You, on the other hand, may be working with models that have a few million polygons where you can have a fully-defined nose so it can be lit properly, but the principles are still the same. Sometimes, in order for something to look right or render quickly, you have to draw some of the lighting on your own.

Much of my time on a model is spent drawing the textures. A texture makes or breaks a model. Sometimes that little artistic touch is what really makes the difference. If you want good practice in cheating, make low resolution models and then paint the texture so that it looks right without any light sources.

Desire and Talent

I've been focusing a lot on artistic knowledge so far. That is because it is so very important. "Wow, I wish I was that good." or "I wish I had your talent." are phrases I read on the message boards all the time when people describe other's work. Let me tell you something right now:

Quite honestly, it bugs me when I hear people say that. Don't belittle yourself. The people you think are more talented just have a little bit more experience. You might say, "Well, they are talented." If I hear you say that you are not talented, I'm going to grab an empty paper towel roll and beat you with it. Natural talent doesn't mean everything. It just means they can pick it up faster. Desire and persistence mean a lot more. If you are not persistent, then everyone else that has worked harder will be more talented in the end.

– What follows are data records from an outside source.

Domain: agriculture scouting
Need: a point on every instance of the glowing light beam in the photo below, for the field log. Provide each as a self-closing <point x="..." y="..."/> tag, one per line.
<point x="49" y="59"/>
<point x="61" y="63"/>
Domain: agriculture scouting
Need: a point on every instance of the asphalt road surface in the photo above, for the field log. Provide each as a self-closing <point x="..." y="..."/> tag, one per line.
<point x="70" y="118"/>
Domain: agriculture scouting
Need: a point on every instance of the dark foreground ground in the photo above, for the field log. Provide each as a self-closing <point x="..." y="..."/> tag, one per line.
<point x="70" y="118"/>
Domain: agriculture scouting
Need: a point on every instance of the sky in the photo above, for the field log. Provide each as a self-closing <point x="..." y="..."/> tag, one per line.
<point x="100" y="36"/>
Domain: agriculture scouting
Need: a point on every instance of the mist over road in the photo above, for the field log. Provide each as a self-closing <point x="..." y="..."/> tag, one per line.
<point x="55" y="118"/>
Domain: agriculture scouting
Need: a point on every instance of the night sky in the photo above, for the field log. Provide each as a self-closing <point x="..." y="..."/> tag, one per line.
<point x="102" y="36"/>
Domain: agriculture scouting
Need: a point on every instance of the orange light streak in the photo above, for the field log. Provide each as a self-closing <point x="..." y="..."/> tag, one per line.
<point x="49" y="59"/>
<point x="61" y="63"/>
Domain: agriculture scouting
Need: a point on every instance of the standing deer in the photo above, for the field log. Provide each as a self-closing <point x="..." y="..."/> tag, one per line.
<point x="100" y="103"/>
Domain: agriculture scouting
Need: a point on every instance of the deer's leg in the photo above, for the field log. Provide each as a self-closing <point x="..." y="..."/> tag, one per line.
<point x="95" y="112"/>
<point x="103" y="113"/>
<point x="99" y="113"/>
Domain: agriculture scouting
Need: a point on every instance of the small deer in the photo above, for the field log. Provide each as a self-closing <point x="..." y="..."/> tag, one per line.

I am convinced that everyone is talented to some degree in every art because they are human. People understand at a basic level what art is and can appreciate those things that are done well. Do they know exactly why they admire a certain painting? Probably not, but they know it is good, and can later learn the reasons why.

So, instead of bringing your self-perceived low level of ability into a critique, just say "Good job." and give some constructive criticism. Work hard and remember that every one that is making good work started out making crap.

Conclusion

If you have just started using Blender, focus on learning the program first. Get comfortable with the software before you start doing something serious with it. It will save you a lot of time and a lot of grief and will get you to your masterpiece faster.

Blender is a tool. It doesn't replace the skills that you'll need as an artist. Your knowledge of the principles and elements of design and color theory apply directly to 3D art in the same way it applies to everything else.

Always have a good process. Do as much planning as you need to before you go into Blender and start modeling and texturing. And most of all, work hard. To be good you have to be persistent.